I would warn you that this blog is going to be self absorbed and humourless, but, it’s my blog, so you already know this.
The only thing that helps me more than my shrink is writing out what my shrink says. It’s like allowing his words to imprint on the corners of my otherwise mushy brain, fossilizing his wisdom and avoiding emotional turmoil. So, here you go, cyberspace.
Every counselor or the like that I’ve seen within the past two and a half years, I’ve approached openly with my most prominent, and dare I say, only significant problem: my relations to and with others. My question is ALWAYS the same, some variant of “Why can’t I sustain meaningful relationships with girls or guys, ever?” It’s usually proceeded with me giving an account of a few of my endless burned bridges and ends with me saying “I feel like I don’t understand something crucial about other humans that other people innately just…get.”I had a counselor who simply told me my biggest enemy was me and that I need to stop overthinking everything. I laughed in her face and then went home and wrote in my diary. She could’ve at least took baby steps toward that motherload of impossibilities. I had another (really feminist, super awesome) counselor blame everything on my dad. I watched curiously as she drew a linear map of the spectrum of human cruelty, writing my dad in somewhere in the middle and my ex boyfriend somewhere off the line. And that was the day me and my feminism had to reevalute our boundaries.
I have a distinct memory from when I was a teenager. I was staying in the hospital longer than expected, and some nurse had requested a shrink eval. The guy sent to assess me was in his 60s and bearded, he looked something like a cartoon. He asked what was agitating me so much. I tried to explain that other people were impossible, but I started crying mid-explanation. hahahaha. What a typical angsty teenage douche. I then became angry at myself for being so weak and sputtered, “I love everyone who hates me and hate everyone who loves me.” My poor parents.
On Tuesday, I brought this issue to my current man-shrink. I rambled and rambled, hoping that he was connecting the dots from his comfy fake leather chair. When I stopped to breath, he posed my dilemma back to me, and then said, “…so, what is the closest you’ve come to maintaining a close, healthy friendship?” I referred to my last, but not current best friend. “And that fell apart?”
“And what happened there?”
I gave an account of my last textual convo with that person, and he said something that shocked me,
“So, what I keep hearing when you explain situations, is that you seem t talk about talking. You meta-communicate.”
Mind-blown. Move over Ahbed, I’m meta too.

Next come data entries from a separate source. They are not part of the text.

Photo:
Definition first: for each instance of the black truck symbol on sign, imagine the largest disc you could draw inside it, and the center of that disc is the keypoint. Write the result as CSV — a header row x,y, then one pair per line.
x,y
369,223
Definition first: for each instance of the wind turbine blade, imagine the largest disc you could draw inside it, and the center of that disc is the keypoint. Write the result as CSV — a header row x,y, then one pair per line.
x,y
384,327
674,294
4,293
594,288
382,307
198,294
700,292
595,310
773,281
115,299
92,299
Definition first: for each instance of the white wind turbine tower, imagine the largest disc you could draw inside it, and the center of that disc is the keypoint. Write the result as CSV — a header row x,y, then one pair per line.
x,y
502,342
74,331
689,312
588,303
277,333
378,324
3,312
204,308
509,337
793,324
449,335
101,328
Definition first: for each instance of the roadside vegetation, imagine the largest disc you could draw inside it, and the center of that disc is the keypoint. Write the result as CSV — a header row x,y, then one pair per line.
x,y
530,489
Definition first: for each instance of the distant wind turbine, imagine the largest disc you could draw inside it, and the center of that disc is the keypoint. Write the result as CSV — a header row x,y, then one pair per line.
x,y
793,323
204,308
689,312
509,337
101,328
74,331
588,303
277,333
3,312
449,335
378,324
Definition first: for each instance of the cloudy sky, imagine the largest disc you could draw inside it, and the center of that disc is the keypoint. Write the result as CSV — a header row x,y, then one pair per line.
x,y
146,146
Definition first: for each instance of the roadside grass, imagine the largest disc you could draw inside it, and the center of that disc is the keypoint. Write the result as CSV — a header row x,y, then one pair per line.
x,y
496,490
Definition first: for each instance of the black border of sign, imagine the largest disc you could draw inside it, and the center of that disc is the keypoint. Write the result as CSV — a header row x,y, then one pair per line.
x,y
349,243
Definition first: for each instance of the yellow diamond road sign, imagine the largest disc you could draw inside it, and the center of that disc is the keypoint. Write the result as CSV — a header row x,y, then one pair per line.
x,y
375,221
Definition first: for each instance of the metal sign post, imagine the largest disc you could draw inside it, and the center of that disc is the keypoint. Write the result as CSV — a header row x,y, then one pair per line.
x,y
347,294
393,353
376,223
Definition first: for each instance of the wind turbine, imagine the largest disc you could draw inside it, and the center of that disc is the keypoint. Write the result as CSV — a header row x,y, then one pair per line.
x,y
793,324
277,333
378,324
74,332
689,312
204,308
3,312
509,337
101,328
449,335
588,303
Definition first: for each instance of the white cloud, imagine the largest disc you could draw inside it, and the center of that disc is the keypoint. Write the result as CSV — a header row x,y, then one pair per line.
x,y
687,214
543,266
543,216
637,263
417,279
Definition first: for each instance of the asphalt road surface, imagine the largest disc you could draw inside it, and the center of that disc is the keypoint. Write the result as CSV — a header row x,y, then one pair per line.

He then went into this beautiful revelation about how meta communication is usually only reserved for moments of intimacy. What followed was an example of a couple that’s been married for a presumed while. He said that when that couple fights, they can and might fight about their fights because they’ve had a zillion, and as is such, have the experience to analyze their issues almost unconsciously. Apparently, experience and a basic shared understanding is the foundation for meta-communication.
Manshrink then made this connection between my being genuine, my intelligence (ha.haha), and my meta-communication and its manifestations within my personal attachments. What a guy.
Anyways, he’s the first person ever to give me a goal to work toward (quit meta-ing with everything)when it comes to forming healthy interactions with other aliens. I’m kind of estatic.
Btw, props to you if you meta-communicate too. Life’s too short, yeah?